Comment Re:And You Could Be The Next Winner! (Score 1) 77

And yet the issue is back. Do you know why? Because the lobbyists only have to win once and they will keep trying until they do.

The United States used to break up monopolies, pass environmental protection laws, establish consumer safety standards, workplace safety standards, etc. Corporations have now cornered the electoral market. 90% of the population will consider voting for one of two candidates, both of whom depend on large corporations to get elected.

I would be willing to bet the lobbyists in Europe have already made some small advances in their agenda. Sooner or later a more business-friendly atmosphere will develop and your optimism will be shattered.

Comment Re:Comparative Advantage... (Score 1) 598

American icons like the F-150 and Silverado don't even make the list, so people buying trucks from Ford or GM thinking they're supporting America really aren't, they'd be better off buying a Toyota Tundra.

In all fairness, the F-150 was at the top of that list from 2004-2008. The Silverado used to be fairly high on the list as well.

Comment Re:meanwhile... (Score 1) 140

This is only true if the money taken would not have been put to more useful purposes had it not been taken. You can't say if it would have been or not, but you're told to trust the 'superhuman dictator' to make better decisions than everybody else.

You can certainly look at the portion of our resources that leave the country. Based on that you can come up with a pretty good estimate of how much would have been spend in the US versus outside the US.

Also, if people simply had a bunch more money what would really happen is inflation. Take a look at the housing bubble. Large low-interest loans were easy to get so people were willing to pay more for housing. Now that loans are harder to get the price of housing is dropping. Similarly, someone with a bunch more money won't think much of paying $30 where they would have previously hesitated to pay $20.

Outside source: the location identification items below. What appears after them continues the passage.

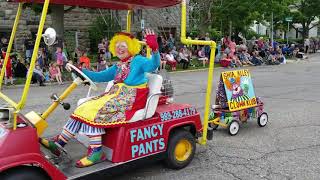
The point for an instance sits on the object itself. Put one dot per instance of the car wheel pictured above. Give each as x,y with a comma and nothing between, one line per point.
181,149
263,119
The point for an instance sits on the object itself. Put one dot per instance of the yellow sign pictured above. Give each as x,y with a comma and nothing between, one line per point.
239,89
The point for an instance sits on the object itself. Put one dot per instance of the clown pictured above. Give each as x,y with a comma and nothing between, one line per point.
128,94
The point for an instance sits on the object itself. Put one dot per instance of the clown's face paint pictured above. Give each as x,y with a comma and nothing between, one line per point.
122,50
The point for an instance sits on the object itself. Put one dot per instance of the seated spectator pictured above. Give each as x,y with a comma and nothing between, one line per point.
226,61
245,57
84,58
271,57
202,57
256,59
279,56
37,75
184,58
171,60
20,69
174,52
55,73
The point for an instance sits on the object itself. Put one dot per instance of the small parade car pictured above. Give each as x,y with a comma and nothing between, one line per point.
162,127
236,102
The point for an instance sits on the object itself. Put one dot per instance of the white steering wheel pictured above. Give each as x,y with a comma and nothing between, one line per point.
86,80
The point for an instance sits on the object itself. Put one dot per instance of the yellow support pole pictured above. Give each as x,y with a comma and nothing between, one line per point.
8,100
129,21
34,54
15,120
212,44
13,35
148,52
148,49
54,105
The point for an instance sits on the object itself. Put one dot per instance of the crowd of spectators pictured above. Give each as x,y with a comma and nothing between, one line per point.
230,53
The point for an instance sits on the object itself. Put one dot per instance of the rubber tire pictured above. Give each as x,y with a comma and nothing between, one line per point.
233,121
24,173
259,123
170,159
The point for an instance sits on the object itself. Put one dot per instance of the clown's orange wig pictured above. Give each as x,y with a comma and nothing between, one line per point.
134,46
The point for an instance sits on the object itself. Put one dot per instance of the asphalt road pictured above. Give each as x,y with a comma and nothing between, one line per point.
287,148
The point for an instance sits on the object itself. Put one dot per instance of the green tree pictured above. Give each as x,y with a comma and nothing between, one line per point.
305,12
57,15
102,27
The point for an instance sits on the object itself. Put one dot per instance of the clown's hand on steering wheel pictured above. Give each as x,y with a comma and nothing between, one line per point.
78,75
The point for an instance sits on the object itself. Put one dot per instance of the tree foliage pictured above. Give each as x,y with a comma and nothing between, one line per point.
306,13
240,15
102,27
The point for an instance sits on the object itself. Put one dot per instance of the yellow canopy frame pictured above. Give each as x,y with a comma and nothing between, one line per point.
18,106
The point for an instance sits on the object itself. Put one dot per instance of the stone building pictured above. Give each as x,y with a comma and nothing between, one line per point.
78,20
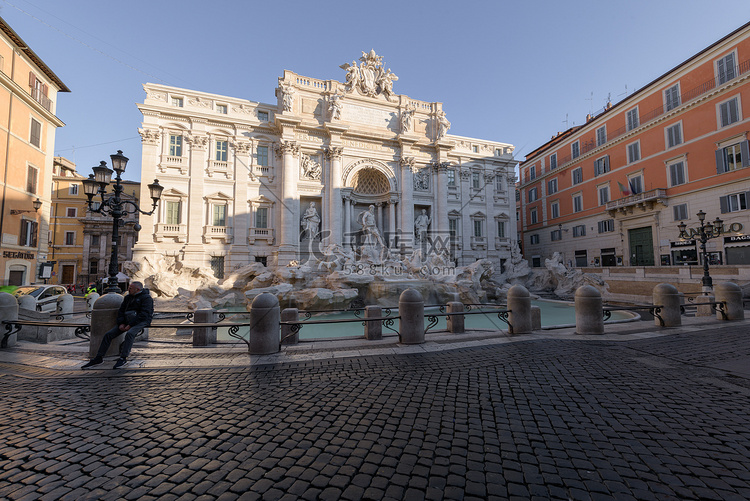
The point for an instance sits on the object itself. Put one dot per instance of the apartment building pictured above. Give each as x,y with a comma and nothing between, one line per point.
28,98
613,191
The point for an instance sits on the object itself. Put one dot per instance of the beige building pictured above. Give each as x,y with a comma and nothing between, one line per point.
247,181
28,99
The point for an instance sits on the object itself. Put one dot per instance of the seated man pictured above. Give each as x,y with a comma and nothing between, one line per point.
134,315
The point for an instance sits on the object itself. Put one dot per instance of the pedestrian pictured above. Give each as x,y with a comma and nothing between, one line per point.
134,315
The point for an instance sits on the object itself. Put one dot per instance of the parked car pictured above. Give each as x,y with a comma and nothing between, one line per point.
46,295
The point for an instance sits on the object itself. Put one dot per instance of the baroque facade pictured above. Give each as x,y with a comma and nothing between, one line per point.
613,191
254,182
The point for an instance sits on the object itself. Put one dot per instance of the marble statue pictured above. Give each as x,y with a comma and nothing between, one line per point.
311,221
443,125
421,223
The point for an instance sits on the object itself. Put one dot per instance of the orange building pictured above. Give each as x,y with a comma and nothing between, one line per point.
613,191
28,95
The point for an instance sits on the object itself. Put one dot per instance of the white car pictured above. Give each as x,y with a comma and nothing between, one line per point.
46,295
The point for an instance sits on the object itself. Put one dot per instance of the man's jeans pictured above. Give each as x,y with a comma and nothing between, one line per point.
127,343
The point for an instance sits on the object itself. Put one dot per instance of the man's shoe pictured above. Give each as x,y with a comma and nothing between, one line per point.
94,361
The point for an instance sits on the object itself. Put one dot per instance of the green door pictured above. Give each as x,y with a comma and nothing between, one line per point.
641,247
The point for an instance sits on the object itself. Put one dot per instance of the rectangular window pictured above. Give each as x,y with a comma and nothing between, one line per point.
261,217
601,165
217,266
578,175
175,145
477,227
601,135
677,174
672,97
173,212
634,152
729,112
732,157
734,202
577,203
680,212
262,153
575,150
603,195
221,151
725,70
606,226
32,175
29,231
632,118
554,209
674,135
220,215
35,136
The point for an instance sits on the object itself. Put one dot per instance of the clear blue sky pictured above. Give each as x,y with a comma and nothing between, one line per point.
505,71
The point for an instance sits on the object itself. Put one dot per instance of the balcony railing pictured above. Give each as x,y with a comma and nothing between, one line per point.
645,200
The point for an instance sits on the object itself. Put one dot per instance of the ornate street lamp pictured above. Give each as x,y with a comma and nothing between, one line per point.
113,205
704,233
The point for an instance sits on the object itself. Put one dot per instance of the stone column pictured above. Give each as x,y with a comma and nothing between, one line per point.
289,224
407,203
334,190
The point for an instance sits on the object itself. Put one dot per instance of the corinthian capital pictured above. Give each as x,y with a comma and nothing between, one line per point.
334,152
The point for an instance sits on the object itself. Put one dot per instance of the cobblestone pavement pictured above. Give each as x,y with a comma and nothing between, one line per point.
662,418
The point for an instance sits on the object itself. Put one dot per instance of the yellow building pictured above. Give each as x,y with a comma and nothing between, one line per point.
28,99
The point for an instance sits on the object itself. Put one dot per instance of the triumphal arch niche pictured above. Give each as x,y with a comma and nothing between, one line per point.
316,168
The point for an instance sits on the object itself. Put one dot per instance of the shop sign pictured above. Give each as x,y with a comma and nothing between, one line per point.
17,255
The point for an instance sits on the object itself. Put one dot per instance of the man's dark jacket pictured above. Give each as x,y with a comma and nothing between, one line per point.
136,309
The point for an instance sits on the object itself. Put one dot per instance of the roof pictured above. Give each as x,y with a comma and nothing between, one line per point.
21,45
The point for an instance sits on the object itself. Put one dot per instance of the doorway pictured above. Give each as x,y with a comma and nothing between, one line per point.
641,247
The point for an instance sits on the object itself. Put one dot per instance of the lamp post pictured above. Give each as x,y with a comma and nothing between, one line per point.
704,233
113,205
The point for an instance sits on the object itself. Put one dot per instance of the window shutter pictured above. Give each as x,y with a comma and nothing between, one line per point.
724,203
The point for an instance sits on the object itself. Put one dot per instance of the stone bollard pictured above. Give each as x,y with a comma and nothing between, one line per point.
704,310
202,336
27,302
589,313
103,318
65,305
411,323
288,335
8,311
456,323
519,304
667,296
731,294
90,300
265,316
374,328
536,318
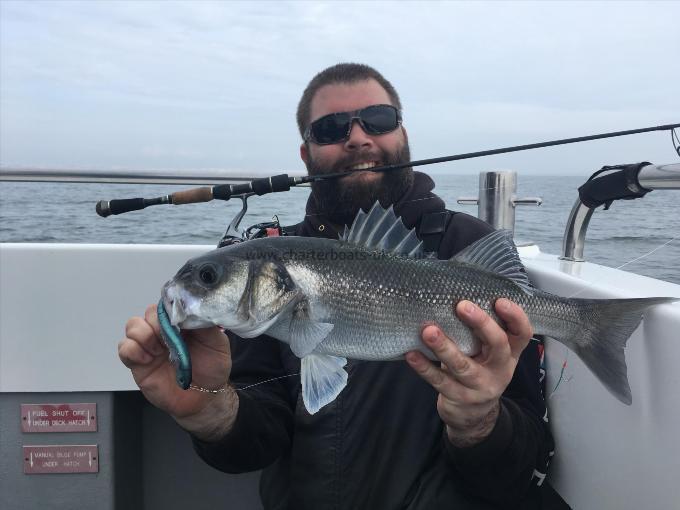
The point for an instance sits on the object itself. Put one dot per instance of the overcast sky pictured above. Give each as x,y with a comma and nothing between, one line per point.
193,85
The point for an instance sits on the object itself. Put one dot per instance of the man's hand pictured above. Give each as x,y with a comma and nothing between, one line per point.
206,415
470,388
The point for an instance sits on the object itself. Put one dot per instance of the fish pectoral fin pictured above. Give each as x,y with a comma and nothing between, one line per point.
323,378
306,333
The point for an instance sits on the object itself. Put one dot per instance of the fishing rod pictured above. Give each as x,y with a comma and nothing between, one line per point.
283,182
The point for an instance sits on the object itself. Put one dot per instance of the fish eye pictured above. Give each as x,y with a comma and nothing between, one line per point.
208,274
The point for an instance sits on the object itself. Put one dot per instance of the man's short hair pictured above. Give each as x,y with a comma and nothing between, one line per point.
340,73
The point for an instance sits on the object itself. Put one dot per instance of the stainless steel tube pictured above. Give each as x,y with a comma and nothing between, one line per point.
575,233
496,194
660,176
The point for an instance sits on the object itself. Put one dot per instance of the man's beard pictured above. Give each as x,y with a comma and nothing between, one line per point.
340,199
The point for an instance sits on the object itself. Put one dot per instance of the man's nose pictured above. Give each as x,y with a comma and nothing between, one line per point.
358,138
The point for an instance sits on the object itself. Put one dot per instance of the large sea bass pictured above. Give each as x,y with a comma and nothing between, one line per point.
367,295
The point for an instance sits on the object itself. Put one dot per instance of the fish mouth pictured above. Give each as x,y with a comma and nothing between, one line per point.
181,307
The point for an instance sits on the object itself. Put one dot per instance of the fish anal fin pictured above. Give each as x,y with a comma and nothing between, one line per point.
323,378
306,333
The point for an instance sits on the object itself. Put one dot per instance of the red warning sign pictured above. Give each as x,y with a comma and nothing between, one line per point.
44,459
58,417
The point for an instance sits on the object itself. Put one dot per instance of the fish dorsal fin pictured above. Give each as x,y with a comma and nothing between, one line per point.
496,252
381,229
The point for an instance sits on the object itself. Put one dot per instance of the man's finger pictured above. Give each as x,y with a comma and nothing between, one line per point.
132,354
151,316
462,368
484,328
434,375
140,331
519,329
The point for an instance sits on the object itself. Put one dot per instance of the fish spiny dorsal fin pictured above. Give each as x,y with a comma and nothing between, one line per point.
380,229
496,252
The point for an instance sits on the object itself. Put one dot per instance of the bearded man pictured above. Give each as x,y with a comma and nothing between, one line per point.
465,433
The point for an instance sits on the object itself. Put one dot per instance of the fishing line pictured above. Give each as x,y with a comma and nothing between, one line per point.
649,253
266,381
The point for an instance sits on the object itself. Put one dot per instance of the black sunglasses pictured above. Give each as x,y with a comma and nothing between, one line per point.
376,119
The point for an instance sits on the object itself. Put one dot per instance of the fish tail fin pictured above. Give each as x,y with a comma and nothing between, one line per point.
600,337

Comment Re:Yeah, right. (Score 1) 937

I believe that 1hp is about equal to .75KW so you would probably want one in the 200 KW to 300 KW range since that would put you between in the 275 to 400hp range.

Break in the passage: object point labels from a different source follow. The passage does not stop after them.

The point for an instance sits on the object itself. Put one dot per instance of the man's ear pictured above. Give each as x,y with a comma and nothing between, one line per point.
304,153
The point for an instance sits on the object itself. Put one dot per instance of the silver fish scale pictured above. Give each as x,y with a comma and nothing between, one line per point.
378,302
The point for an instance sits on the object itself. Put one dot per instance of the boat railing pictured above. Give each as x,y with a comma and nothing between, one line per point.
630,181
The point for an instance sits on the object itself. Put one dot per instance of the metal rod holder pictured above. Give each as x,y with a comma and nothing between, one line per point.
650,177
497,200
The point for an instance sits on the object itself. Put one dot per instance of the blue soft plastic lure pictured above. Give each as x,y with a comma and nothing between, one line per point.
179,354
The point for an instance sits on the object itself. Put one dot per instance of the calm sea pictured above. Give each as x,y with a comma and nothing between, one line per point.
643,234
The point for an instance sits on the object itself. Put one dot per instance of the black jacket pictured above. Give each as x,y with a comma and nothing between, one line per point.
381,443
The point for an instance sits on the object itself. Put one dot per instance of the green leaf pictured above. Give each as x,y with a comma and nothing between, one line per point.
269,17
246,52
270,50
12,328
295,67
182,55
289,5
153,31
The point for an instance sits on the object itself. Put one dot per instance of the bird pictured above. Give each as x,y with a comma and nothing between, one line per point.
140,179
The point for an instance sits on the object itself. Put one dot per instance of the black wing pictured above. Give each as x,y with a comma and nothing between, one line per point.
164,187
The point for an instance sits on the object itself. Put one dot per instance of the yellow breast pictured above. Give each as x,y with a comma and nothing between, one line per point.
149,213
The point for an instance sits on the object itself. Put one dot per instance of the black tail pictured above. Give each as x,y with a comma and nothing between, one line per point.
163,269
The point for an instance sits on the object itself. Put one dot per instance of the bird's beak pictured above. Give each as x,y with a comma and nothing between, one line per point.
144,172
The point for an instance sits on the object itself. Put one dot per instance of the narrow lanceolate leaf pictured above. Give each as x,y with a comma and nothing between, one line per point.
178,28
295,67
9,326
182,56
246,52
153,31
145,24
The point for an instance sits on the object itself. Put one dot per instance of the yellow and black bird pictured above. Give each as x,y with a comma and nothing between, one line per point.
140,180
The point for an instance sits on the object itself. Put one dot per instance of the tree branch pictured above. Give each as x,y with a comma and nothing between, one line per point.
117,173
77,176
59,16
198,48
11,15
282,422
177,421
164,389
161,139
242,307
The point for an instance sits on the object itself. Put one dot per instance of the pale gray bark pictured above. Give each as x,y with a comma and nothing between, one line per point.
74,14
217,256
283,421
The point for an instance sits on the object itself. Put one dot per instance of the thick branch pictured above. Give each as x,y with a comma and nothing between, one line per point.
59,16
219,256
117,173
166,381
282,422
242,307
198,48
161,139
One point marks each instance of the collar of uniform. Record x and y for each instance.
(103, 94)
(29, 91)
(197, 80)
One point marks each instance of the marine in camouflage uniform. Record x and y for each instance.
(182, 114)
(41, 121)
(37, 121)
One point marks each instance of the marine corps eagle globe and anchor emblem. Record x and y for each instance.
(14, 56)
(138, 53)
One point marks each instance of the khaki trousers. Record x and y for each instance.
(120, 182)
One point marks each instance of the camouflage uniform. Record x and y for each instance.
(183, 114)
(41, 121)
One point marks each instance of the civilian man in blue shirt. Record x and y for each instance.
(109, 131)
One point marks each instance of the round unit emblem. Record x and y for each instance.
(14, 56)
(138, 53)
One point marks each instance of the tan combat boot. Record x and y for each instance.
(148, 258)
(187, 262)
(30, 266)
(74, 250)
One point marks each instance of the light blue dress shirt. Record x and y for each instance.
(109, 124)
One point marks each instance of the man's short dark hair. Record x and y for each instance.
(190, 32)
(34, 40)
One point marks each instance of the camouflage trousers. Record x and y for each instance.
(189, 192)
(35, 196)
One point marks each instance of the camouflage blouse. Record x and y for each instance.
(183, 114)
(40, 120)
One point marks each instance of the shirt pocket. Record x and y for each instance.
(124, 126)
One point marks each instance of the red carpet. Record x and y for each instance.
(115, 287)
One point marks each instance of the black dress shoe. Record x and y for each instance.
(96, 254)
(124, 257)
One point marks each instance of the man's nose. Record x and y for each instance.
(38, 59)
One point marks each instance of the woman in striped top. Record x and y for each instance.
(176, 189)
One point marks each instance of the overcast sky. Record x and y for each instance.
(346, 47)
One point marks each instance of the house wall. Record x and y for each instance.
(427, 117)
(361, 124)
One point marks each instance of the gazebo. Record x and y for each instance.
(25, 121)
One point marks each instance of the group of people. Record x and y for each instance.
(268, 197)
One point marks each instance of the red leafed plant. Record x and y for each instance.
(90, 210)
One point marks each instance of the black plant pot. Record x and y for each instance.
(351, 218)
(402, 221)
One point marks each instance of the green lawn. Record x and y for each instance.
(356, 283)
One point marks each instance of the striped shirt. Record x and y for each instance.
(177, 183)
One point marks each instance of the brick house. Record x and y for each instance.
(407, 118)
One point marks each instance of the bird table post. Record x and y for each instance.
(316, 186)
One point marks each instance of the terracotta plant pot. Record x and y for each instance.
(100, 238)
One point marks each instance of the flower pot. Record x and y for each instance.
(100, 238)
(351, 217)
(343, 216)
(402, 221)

Horsepower affects how fast a car can go and still maintain its speed. There is a correlation between horsepower and torque. Cars with that kind of horsepower have it, not for the horsepower, but for the torque. It is torque that allows a vehicle to accelerate quickly. Electric motors have tremendous torque at every speed. So, if the nuclear plant is driving an electric motor you just need enough power to overcome wind and rolling resistance.

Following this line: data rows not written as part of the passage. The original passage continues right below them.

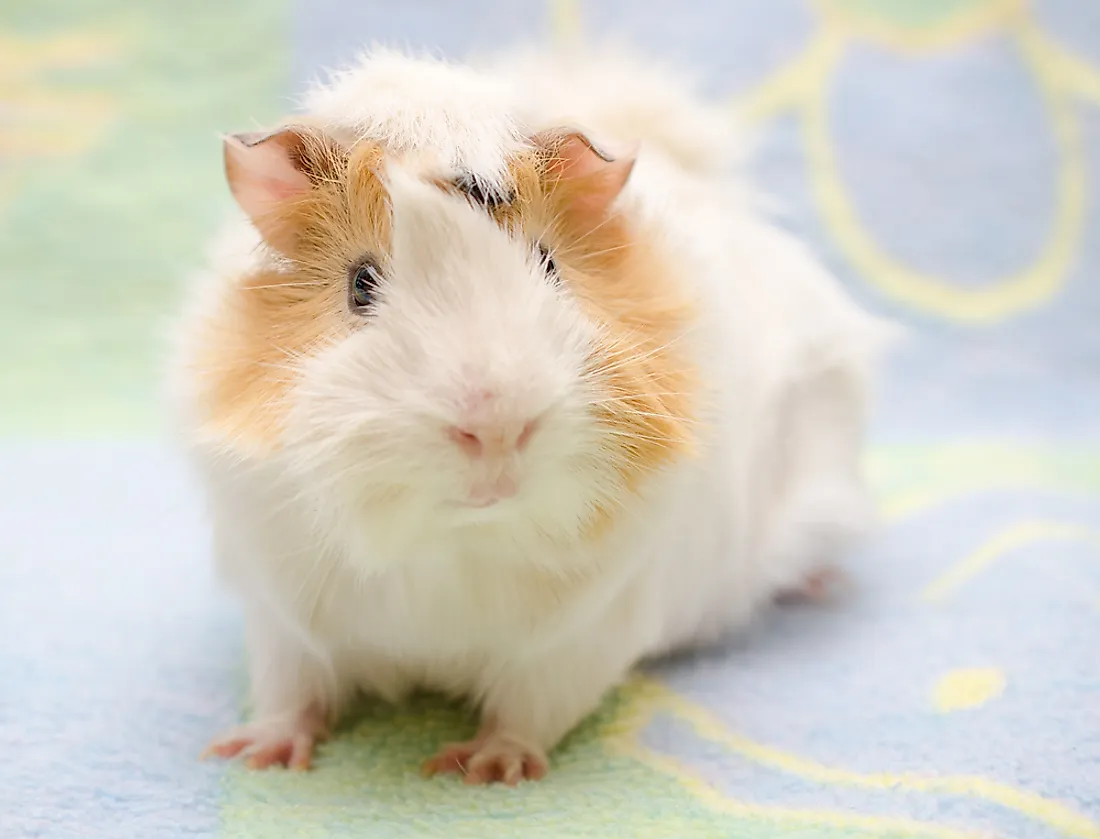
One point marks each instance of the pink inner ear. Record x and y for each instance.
(604, 177)
(262, 175)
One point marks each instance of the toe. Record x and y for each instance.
(513, 772)
(270, 754)
(301, 751)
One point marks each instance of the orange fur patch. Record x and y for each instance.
(251, 346)
(630, 288)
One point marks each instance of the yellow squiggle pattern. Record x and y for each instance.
(651, 697)
(803, 86)
(1010, 539)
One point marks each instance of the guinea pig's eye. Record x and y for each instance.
(548, 263)
(363, 282)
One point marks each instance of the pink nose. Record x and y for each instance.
(479, 441)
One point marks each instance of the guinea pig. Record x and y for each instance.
(497, 405)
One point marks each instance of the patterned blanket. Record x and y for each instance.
(943, 156)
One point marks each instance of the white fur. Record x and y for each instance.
(355, 569)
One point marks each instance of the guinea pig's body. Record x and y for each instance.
(501, 463)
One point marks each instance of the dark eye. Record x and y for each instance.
(363, 282)
(548, 263)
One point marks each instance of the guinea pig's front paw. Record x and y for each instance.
(490, 758)
(287, 740)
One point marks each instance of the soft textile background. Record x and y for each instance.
(944, 158)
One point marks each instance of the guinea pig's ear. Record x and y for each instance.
(587, 177)
(268, 172)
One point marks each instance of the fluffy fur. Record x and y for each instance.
(695, 382)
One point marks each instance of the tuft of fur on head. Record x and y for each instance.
(421, 105)
(527, 279)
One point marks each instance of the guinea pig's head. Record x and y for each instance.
(431, 349)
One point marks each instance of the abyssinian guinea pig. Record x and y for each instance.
(497, 386)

Comment Re:Magic Formula (Score 1) 294

"Drillers say they would like to keep the exact formula of the chemicals they use secret because it represents a competitive advantage"

They want to keep the formula secret to protect their legislative advantage. If people knew what they were putting into the ground the EPA would shut them down before they get a foothold big enough for everyone to cry about jobs when we try to shut them down.

Comment Re:Nowhere does the ruling say "hacking" (Score 1) 317

Organizations routinely do the exact same thing with politicians. They set up servers which can fax or email a politician then ask millions of people to use the service to contact their representatives. It would not surprise me at all if the same organizations use auto-dialing services in their lobbying efforts as well. To top it off they also swamp politicians with snail mail.

While the court claims the issue was the volume of the communications and not the content. I argue that it absolutely was the content. If the union had advertised the services of the business and created the same volume of email from serious customers the business would have immediately increased the capacity of their inboxes. They would not have claimed a violation of the CFAA.

The key issue in this case is intent. The case has not gone to trial yet so the court ruled entirely on whether or not the alleged actions were sufficient to prove intent. According to the court, asking people to "fight back" by sending email and calling the company proves intent to cause harm.